The irony, of course, is that there’s no way a two-year-old can actually be independent in just about anything. (but good luck telling him that.) He obviously continues to be completely reliant on his parents for anything and everything and without the ability to understand the ramifications of decisions or why his parents must say no from time to time. He is still very much beings driven almost entirely by wants and desires but have little understanding of needs or concept of the things he must do like take naps, baths or get a diaper changed.
Naturally, it’s the mix of being entirely want-driven in a world where needs or whims of those in charge (aka, parents) overrule those wants that causes children to express their terribleness. In our house, we’ve come to call this a melt-down. Or, in the very worst examples, a nuclear meltdown.
Given our daughter entered the terrible phase well before her second birthday, I’ve been thinking for some time now about how we can help get through this phase in a way that preserves as much of our sanity as possible. In the past few months, I’ve started a simple process that’s proving, so far, to be a significant help: Offer choices, even if only small ones.
I know this sounds pretty basic, but if you haven’t stopped to think about it yet, you may not have realized how few choices your child has in his day-to-day dealings and he may be crying out (or screaming out) for any choice, no matter how small, to make him more independent and more his own person.
For our daughter, Aleesia, offering choices has been pretty simple. It’s the little things like picking out three outfits for her to wear and letting her choose between them, asking if she wants juice or water for dinner, letting her pick out which sleeping clothes to wear or what we’ll use to put her up hair. We’ll also ask her in the mornings to choose between two things for breakfast and she’ll tell us which she wants. I call this “structured choice.”

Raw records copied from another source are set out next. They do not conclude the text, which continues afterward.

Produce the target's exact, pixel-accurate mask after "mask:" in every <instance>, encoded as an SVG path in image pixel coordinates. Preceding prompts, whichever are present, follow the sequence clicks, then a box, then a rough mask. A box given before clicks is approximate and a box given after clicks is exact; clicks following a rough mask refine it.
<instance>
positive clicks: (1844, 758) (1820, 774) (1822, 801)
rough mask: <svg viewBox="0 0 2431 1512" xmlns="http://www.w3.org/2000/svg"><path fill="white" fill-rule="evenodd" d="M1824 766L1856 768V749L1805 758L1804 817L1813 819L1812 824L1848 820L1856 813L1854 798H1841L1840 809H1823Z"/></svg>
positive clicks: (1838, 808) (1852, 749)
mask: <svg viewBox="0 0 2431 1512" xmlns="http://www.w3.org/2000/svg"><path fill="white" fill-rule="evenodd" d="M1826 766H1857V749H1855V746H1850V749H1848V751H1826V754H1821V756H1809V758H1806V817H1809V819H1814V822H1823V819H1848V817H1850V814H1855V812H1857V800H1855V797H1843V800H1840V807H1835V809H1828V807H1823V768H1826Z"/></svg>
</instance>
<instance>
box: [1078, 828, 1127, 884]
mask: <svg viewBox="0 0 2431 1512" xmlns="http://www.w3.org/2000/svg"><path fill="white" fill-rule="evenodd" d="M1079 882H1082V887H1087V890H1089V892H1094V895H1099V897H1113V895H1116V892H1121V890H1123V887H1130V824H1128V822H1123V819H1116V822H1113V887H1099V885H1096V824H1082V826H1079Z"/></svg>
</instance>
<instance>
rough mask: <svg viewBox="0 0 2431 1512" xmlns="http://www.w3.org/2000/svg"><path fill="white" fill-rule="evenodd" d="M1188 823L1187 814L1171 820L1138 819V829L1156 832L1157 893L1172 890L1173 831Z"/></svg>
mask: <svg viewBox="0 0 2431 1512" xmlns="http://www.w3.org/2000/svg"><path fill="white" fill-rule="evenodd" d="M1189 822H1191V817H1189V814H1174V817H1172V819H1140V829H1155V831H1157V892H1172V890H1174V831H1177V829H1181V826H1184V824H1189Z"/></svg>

Giving her these small choices helps her deal with the significantly higher number of things she doesn’t get a choice in, like what she can’t do to the dog, why she can’t wave a fork wildly around, what we’re having for dinner, or whether or not to take a nap or get her diaper changed. By the way, speaking of getting her to be okay with having her diaper changed, here’s a little tip for you: When she’s putting up a fuss about having to get her diaper changed, I pick up two or three, each with different cartoon Sesame Street characters on it and ask her which one she wants. Amazing how that simple act gets her to understand it’s time for a diaper change and be okay with it.
So, I’m not for a moment going to tell you that giving your two-year-old the choice between water and juice is going to completely eliminate temper tantrums in your house, but it will eliminate some of them. And no, these choices don’t even always work in the same situations. The temper tantrums will still be there because, like Aleesia, your two-year-old will still want to do things to the dog you don’t want, or wave a fork wildly around or whatever they’re doing that, if let go, would end up in a visit to a hospital. More importantly and more to the point, however, is that I believe these early, simple choices give them an opportunity to start being their own person and they create a foundation for the two-year-old to start making choices on their own later, when those choices matter more.